Exploratory methylation analysis results

Exploratory methylation results are in Results/EXAMPLE/Methylator_{DATATYPE}/{LEVEL}_mincov{MINCOV}/exploratory/ This folder contain :

a HTML report file
a folder Exploration_5mC_files/figure-html avec toutes les figures généré par le rapport au format .PNG

Examples of figures that you may see in the exploratory analysis report :

pca min_cov

Most of the figures allow for identifying whether the biological samples are sufficiently distinct to decide on conducting a differential analysis (e.g., PCA), and in this case, to choose the appropriate parameters (e.g., min cov).
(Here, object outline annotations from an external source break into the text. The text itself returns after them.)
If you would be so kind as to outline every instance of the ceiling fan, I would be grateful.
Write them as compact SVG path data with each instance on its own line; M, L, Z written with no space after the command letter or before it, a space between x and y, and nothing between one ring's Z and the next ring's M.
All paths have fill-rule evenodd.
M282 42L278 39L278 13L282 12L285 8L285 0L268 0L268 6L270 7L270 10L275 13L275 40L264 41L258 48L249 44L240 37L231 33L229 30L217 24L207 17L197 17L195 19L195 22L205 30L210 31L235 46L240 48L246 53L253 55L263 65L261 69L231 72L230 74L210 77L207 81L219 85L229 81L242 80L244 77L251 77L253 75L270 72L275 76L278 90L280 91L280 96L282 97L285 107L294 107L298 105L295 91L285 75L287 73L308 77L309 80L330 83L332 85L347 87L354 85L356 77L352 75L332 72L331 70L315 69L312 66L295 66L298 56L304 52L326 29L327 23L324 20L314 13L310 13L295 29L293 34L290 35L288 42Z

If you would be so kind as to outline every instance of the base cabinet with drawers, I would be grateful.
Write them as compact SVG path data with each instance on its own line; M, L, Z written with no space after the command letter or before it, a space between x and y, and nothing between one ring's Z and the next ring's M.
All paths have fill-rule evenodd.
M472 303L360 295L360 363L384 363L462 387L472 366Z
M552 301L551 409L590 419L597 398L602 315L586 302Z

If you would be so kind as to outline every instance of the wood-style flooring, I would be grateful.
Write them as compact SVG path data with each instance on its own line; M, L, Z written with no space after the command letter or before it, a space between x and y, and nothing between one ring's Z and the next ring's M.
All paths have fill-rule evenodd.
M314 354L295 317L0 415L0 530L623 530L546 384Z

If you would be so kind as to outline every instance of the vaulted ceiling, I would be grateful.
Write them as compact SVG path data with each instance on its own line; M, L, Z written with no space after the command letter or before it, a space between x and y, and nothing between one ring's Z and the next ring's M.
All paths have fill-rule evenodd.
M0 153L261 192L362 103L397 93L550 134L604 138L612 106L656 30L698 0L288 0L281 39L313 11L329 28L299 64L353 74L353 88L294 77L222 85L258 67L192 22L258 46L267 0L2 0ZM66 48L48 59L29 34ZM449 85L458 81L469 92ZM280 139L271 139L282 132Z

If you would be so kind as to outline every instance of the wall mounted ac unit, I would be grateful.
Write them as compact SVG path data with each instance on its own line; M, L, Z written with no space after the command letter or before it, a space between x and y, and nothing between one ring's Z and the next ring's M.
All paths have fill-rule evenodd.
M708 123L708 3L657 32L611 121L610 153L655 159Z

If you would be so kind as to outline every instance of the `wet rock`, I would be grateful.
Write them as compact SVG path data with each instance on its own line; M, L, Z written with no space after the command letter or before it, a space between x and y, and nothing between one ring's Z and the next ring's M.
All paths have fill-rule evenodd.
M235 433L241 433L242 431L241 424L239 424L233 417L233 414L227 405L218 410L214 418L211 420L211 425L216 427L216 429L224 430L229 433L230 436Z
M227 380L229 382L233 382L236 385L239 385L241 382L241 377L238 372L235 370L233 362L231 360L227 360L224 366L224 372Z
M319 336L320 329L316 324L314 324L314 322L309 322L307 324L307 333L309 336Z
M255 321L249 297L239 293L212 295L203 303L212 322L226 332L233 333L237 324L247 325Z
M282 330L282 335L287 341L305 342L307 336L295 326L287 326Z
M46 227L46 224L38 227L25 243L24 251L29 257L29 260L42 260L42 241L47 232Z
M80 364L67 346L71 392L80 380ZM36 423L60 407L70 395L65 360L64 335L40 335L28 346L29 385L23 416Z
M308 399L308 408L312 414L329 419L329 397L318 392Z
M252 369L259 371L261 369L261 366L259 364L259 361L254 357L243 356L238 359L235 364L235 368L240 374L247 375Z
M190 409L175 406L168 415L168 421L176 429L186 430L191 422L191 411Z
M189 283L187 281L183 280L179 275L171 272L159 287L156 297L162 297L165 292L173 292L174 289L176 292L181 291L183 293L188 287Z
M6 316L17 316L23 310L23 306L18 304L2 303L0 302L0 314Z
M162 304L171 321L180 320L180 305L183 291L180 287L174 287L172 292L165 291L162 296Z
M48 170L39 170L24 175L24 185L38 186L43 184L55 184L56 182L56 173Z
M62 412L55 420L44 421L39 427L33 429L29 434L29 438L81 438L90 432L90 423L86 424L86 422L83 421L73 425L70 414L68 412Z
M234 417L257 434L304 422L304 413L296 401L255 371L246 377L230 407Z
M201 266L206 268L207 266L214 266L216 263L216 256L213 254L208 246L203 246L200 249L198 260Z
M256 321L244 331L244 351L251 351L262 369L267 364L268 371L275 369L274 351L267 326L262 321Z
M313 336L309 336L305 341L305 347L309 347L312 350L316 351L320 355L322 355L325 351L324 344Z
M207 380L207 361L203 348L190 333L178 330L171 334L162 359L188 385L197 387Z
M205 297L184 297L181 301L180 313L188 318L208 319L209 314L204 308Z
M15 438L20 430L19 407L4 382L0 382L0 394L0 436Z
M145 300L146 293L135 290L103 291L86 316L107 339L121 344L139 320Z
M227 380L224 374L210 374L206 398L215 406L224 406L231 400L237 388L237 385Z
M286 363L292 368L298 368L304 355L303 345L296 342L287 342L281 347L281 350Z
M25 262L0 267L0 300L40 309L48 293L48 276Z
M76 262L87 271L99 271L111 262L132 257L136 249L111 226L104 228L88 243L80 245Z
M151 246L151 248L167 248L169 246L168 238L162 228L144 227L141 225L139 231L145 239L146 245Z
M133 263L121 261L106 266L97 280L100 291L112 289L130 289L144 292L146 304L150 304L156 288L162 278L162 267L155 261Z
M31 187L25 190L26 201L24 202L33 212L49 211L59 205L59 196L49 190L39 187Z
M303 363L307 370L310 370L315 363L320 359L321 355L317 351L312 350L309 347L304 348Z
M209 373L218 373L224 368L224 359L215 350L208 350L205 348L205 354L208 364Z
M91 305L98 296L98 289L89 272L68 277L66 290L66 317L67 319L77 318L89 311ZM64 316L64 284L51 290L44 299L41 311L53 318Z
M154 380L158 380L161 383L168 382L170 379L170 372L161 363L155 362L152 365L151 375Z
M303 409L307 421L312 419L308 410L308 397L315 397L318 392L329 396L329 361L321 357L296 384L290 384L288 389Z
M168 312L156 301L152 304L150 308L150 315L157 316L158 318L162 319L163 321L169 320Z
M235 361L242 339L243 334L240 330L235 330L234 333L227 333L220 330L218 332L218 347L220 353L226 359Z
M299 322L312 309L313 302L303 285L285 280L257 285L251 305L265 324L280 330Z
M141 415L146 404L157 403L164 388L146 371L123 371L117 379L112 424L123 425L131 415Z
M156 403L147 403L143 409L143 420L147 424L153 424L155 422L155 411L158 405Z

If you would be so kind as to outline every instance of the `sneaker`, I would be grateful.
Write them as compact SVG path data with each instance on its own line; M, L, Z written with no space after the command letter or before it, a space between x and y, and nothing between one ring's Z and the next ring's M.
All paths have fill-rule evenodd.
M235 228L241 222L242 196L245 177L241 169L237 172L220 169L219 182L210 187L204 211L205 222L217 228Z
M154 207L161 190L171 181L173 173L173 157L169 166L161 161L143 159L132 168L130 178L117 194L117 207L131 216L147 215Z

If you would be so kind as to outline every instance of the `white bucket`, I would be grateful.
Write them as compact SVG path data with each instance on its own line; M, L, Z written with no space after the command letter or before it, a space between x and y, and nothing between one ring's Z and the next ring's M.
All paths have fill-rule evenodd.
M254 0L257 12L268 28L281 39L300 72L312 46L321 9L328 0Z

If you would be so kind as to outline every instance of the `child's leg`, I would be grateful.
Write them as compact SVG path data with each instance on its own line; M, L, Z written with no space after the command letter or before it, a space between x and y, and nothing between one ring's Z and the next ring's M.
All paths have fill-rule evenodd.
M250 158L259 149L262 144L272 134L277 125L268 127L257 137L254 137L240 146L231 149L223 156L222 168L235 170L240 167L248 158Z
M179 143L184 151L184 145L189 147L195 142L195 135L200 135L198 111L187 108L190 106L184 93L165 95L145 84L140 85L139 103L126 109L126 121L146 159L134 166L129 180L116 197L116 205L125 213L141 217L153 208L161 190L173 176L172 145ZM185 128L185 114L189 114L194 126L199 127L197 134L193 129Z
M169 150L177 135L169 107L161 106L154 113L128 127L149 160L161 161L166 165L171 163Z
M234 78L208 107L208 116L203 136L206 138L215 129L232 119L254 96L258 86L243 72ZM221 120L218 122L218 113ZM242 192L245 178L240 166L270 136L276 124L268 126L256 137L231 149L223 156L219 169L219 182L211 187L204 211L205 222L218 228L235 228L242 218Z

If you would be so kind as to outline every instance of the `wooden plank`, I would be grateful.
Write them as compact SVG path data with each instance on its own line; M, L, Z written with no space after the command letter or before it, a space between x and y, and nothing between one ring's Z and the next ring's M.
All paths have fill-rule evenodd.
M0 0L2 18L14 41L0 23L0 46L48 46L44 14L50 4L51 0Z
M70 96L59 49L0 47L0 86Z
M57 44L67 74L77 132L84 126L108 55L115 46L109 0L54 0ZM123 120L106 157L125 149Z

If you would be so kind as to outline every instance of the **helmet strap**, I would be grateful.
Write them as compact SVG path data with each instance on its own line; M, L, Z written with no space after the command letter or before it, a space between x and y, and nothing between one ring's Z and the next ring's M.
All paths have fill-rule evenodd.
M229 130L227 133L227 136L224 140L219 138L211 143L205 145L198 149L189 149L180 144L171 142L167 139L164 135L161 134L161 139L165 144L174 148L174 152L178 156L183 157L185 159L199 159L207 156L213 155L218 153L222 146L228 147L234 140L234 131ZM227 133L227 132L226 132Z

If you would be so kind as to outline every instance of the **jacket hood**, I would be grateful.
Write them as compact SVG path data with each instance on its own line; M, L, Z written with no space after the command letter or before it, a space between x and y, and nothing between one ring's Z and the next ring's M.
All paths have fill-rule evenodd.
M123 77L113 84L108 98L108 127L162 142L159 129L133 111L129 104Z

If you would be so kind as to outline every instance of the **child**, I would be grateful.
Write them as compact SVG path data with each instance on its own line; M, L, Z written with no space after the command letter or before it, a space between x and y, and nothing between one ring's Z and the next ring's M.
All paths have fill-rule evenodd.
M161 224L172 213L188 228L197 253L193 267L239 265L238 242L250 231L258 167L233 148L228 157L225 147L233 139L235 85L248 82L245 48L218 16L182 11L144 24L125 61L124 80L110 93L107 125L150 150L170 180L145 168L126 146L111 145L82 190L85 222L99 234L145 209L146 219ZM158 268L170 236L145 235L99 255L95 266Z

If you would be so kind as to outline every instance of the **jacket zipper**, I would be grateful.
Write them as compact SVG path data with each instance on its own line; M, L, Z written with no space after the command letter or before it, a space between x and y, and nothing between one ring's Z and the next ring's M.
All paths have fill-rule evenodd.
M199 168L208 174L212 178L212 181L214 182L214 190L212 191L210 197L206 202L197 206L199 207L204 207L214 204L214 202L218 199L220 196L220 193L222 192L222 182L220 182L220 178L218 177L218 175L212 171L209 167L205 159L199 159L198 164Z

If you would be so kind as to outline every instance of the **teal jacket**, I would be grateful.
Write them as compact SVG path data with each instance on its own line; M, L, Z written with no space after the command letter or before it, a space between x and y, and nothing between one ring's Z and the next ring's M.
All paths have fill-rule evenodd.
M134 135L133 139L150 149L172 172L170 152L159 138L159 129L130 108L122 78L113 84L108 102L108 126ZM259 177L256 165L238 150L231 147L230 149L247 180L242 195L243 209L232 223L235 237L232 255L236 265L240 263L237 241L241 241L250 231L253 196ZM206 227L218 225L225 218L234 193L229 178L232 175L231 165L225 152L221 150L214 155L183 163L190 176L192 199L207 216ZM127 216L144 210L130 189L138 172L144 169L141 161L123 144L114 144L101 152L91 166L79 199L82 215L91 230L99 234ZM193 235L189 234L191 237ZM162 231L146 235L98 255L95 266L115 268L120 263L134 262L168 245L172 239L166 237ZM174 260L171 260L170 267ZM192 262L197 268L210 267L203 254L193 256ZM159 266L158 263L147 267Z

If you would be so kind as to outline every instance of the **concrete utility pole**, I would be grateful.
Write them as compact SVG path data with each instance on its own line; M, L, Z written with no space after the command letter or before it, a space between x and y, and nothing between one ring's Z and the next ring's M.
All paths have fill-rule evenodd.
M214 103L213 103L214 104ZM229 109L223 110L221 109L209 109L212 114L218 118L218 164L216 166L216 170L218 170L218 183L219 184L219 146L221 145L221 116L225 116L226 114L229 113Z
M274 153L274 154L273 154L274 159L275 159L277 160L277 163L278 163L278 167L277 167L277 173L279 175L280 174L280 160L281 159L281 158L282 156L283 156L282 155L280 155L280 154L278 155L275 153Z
Differential methylation CpG or Tiles (DMC/DMT) results

Differential methylation results are in Results/EXAMPLE/Methylator_{DATATYPE}/{LEVEL}_mincov{MINCOV}/differential/
This folder contain :

a HTML report file for each comparison (indicate in the config file)
a bed folder for each comparisons with :
- a bed file for all DMC/DMT
- a bed file for significants DMC or DMT
- a bed file for hyper-methylated significants DMC or DMT
- a bed file for hypo-methylated significants DMC or DMT

Warning

Each BED file is generated for every combination of values from the LIST_DIFF and LIST_QV lists. So, if LIST_DIFF has 4 threshold values and LIST_QV has 4 threshold values, we will generate 16 times the BED files for each condition, resulting in 16x4x3 = 192 bedgraphs

Examples of figures that you may see in the differentialy analysis report:

dm_violin

Differential methylation (DMR only) results

Differential methylation results are in Results/EXAMPLE/Methylator_{DATATYPE}/{LEVEL}_mincov{MINCOV}/DMR/
This folder contain for each comparison a folder with :

a HTML report file (indicate in the config file)
a CSV file with all DMRs detected
a CSV file with only significant DMRs
a CSV file with only significant DMRS associate with genes annotations

For the 10 most significant DMRs, you will find this type of figures in the report. This includes information such as the chromosomal position of the DMR, its size, its FDR, and associated annotations (genes and CpG islands, shores, shelves).

dmr

Over-representation analysis (ORA)

ORA results are in Results/EXAMPLE/Methylator_{DATATYPE}/{LEVEL}_mincov{MINCOV}/ORA/

This folder contain :

a folder log

And for each comparaison :

a file barplot_{LEVEL}_{COMPARISON}_{5mc/5hmc}.pdf
a file dotplot_{LEVEL}_{COMPARISON}_{5mc/5hmc}.pdf

Example of ORA figures Dotplot example

Note

All this HTML files are included in the final report.